Reviewed by: HU Medical Review Board | Last reviewed: January 2023

If you have axial spondyloarthritis (axSpA), some parts of your body likely hurt more than others. One of these areas may be where your ligaments or tendons attach to your bone. These areas are called the entheses. Inflammation in these areas is called enthesitis. Enthesitis causes soreness and swelling.1

Figure 1. A joint without inflammation versus an inflamed joint with enthesitis

A normal joint next to a joint with enthesitis showing red inflammation and swelling.

What causes enthesitis?

Experts do not fully understand the cause of enthesitis. They think it is the result of an overactive immune system. AxSpA is known as an immune-mediated inflammatory condition. This means your immune system attacks healthy tissue by mistake.1

In people with axSpA, the immune system mistakes the entheses for foreign invaders and attacks them. This leads to inflammation, pain, and stiffness.1

What are the symptoms of enthesitis?

Enthesitis is an early and common symptom of axSpA. Multiple areas of the spine (called your axial skeleton) can have enthesitis. This can cause a range of body pain in your neck, back, or hips.

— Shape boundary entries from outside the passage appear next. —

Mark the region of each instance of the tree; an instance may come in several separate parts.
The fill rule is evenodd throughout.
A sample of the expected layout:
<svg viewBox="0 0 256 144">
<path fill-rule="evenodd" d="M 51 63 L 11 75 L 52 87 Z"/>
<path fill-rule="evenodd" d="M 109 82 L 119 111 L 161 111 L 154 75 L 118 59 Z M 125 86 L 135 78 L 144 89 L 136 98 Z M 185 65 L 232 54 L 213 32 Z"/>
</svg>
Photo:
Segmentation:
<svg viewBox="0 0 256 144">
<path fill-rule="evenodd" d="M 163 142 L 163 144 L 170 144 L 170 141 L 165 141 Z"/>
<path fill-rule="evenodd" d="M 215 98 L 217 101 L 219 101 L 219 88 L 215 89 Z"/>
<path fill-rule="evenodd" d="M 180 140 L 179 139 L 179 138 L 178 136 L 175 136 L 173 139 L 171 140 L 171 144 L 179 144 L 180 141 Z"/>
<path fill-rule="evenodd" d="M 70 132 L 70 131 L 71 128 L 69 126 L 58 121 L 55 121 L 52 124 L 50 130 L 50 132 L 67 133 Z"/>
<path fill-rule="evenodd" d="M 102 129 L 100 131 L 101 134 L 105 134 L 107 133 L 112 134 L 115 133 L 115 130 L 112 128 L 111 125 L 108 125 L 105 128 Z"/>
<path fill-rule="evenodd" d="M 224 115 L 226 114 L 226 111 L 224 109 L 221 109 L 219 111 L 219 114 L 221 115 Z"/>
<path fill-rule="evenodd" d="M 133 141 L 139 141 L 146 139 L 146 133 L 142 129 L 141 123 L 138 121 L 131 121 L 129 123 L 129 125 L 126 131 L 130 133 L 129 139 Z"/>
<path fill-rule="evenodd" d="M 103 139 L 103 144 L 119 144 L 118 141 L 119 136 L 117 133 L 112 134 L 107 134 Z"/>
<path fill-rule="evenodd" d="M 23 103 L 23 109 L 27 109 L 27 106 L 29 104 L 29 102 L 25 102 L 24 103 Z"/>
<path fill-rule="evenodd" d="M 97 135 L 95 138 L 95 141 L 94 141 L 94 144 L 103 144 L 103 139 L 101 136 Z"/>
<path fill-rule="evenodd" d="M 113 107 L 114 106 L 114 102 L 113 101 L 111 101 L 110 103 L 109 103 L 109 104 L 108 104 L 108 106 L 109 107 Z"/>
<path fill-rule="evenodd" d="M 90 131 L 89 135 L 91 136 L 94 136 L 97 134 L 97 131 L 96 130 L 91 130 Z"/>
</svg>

Other common areas where enthesitis occurs include:1,2

  • Back of the heels (Achilles tendon)
  • Arch or sole of the feet (plantar fasciitis)
  • Knees
  • Tops of the feet
  • Fingers and toes
  • Elbows
  • Shoulders
  • Ribs or chest wall

The type of discomfort caused by enthesitis varies from person to person. It can include:1,2

  • Pain
  • Stiffness
  • Tenderness
  • Warm to the touch
  • Difficulty moving the affected area

In some cases, enthesitis can lead to new bone growth called bone spurs.1

Enthesitis and axSpA progression

AxSpA progresses differently in different people. Some people might have a lot of axSpA symptoms, while others might have only a few. Doctors believe that enthesitis is one of the first signs of the inflammation that occurs with axSpA.2

When these areas become inflamed often, the bone starts to break down. The body rebuilds bone tissue, but sometimes too much bone is formed. This can cause the joint to fuse together or the ligaments to harden. This results in pain, stiffness, and loss of movement.2

How is enthesitis diagnosed?

To diagnose enthesitis, your doctor will ask about your medical history and symptoms. They will also perform a physical exam. Imaging and diagnostic tests might be needed to rule out other conditions. These tests may include:1,2

  • X-ray
  • Magnetic resonance imaging (MRI)
  • Ultrasound
  • Blood tests

To check for enthesitis, your doctor might use a scoring system. These focus on measuring tenderness at various places on your body. Some of these exams include:3

  • Leeds Enthesitis Index (LEI)
  • Spondyloarthritis Research Consortium of Canada (SPARCC) Enthesitis Index
  • Maastricht Ankylosing Spondylitis Enthesitis Score (MASES)
  • The University of California, San Francisco (UCSF) Index
  • Berlin Index

There is not a single standard for which system should be used. Your doctor will tell you more about the exam they are performing.3

How is it treated?

There is no cure for enthesitis or axSpA. But symptoms of axSpA, including enthesitis, can be treated. Combining medicines, exercise, and physical therapy is the standard treatment for axSpA symptoms.1,2

Drugs used to treat axSpA include:1,2,4

  • Non-steroidal anti-inflammatory drugs (NSAIDs), which help relieve pain and inflammation
  • Biologic drugs, which may help slow or stop the progression of the disease. These drugs block key processes in the inflammatory response.
  • Steroids, which are strong anti-inflammatories. When used to treat enthesitis, these drugs may be injected into the joints or areas of pain.
  • Disease-modifying antirheumatic drugs (DMARDs), which work to suppress the body’s overactive immune response

If you think you have enthesitis, talk to your doctor. They can help you find the best way to treat your symptoms and prevent further damage.